Court grants injunction in favor of NI against MathWorks

Austin, TX—National Instruments announced June 24 that the U.S. District Court for the Eastern District of Texas (Marshall Division) has issued an order in NI's favor that forbids the sale of Simulink software from The MathWorks, once any appeal has been resolved.

By Control Engineering Staff June 27, 2003

Austin, TX— National Instruments

Judge T. John Ward upheld a jury verdict reached in January 2003 that found validity and infringement of U.S. Patent Nos. 4,901,221, 4,914,568 and 5,301,336. The patents relate to NI’s LabView software. NI has a second patent lawsuit currently pending in the same court, which alleges infringement by The MathWorks of four more LabView-related patents.

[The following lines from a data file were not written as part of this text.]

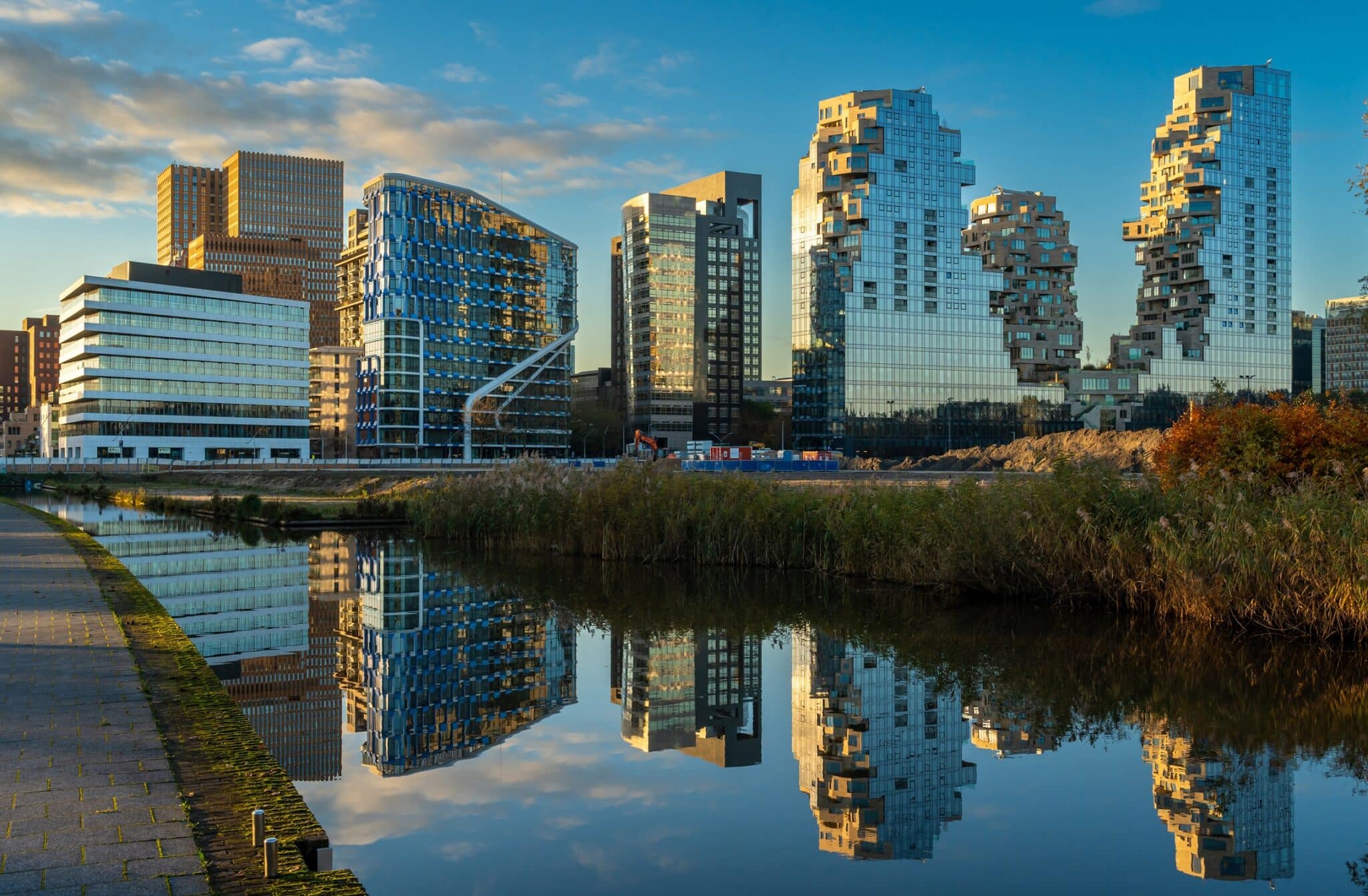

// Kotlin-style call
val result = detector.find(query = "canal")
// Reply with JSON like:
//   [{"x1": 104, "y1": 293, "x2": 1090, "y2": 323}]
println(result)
[{"x1": 19, "y1": 495, "x2": 1368, "y2": 896}]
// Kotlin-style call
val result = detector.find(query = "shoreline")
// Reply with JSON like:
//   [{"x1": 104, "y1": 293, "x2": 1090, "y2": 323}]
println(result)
[{"x1": 0, "y1": 497, "x2": 365, "y2": 896}]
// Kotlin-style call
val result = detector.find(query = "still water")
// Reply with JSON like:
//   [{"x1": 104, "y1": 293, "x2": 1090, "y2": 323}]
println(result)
[{"x1": 19, "y1": 497, "x2": 1368, "y2": 896}]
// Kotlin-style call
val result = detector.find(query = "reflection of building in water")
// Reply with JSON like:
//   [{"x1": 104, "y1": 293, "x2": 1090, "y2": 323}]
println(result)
[
  {"x1": 965, "y1": 687, "x2": 1059, "y2": 759},
  {"x1": 355, "y1": 541, "x2": 574, "y2": 774},
  {"x1": 613, "y1": 629, "x2": 761, "y2": 767},
  {"x1": 794, "y1": 632, "x2": 978, "y2": 859},
  {"x1": 37, "y1": 505, "x2": 342, "y2": 781},
  {"x1": 1142, "y1": 724, "x2": 1294, "y2": 881}
]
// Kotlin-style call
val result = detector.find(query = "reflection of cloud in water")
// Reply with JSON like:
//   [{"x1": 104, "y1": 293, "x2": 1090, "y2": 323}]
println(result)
[{"x1": 298, "y1": 729, "x2": 711, "y2": 858}]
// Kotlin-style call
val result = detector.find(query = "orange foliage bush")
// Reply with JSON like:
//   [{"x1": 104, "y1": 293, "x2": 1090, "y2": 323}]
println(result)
[{"x1": 1152, "y1": 399, "x2": 1368, "y2": 488}]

NI is presently offering LabView Simulation Interface Toolkit, which adds the power of LabView’s user interface to the Simulink environment. With NI’s toolkit, design engineers can use LabView-based user interfaces to intuitively control and view data in their control models. The toolkit gives The MathWorks customers a licensed way to control and view Simulink data under NI’s patents currently at issue in the patent infringement lawsuit.

‘We’re pleased that the court upheld the jury verdict,’ says Dr. James Truchard, NI’s president, CEO and co-founder. ‘LabView has had a revolutionary impact on scientists and engineers with its innovative virtual instrumentation approach. We’ve invested heavily in the intellectual property in LabView and the judge’s ruling further protects our intellectual property.’